私は先日新潟県で開催された第57回 日本卵子学会に参加
しました。様々な演題がありましたが若年女性に対する
がん治療と妊孕性温存についての教育講演に特に興味を持った
のでご紹介します。

妊娠などに関わるがんとして子宮や卵巣のがんが挙げられると
思いますが、特に近年では20代、30代の子宮頸がん患者数は年々
増加しています。若年がん患者数が増加しているものの手術療法や
化学療法、放射線療法などや診断方法が進歩していますのでその
治療成績は向上し、がん患者の生存率が改善してきています。

しかし、一部の若年女性がん患者は治療によって、後に閉経の
早期発来や妊孕性が損なわれる可能性があります。抗がん剤による
卵巣への影響は大きく妊娠を望む場合には大きな問題となります。
そのために有用な方法として当院でも実施している卵子凍結が
あります。

子宮頸がんは妊娠中に合併する最も多い悪性腫瘍です。
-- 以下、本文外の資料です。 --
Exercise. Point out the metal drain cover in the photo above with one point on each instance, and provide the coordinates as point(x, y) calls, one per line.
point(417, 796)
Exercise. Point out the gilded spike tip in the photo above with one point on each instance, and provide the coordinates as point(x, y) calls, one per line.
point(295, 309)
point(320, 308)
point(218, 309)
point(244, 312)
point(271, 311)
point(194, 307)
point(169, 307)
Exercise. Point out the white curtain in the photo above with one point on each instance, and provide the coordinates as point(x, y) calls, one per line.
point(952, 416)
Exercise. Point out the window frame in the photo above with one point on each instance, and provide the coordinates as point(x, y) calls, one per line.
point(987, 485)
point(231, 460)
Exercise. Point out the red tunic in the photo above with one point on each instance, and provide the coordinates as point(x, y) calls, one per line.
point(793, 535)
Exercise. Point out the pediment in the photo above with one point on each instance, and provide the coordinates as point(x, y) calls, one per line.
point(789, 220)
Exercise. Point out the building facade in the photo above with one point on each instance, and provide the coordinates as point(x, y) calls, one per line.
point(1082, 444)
妊娠中に
合併する子宮頸がんは初期ステージのものが多く、がんが粘膜上層皮に
とどまっている場合は、治療を行わず無事出産を終えてからがんの治療を
しますが、妊娠の早い段階で見つかった場合は妊娠を断念してがんの
治療を優先することが一般的です。しかし、妊娠継続希望が強い場合には
治療を遅らせたり、化学療法を行ったりして治療を行います。また、
演者の先生が広汎性子宮頚部を摘出し無事生児が得られた症例があると
発表されていました。

早期発見によって妊孕性の温存や妊娠の継続ができます。がん検診の
重要性や治療方法などを再確認する良いきっかけになりました。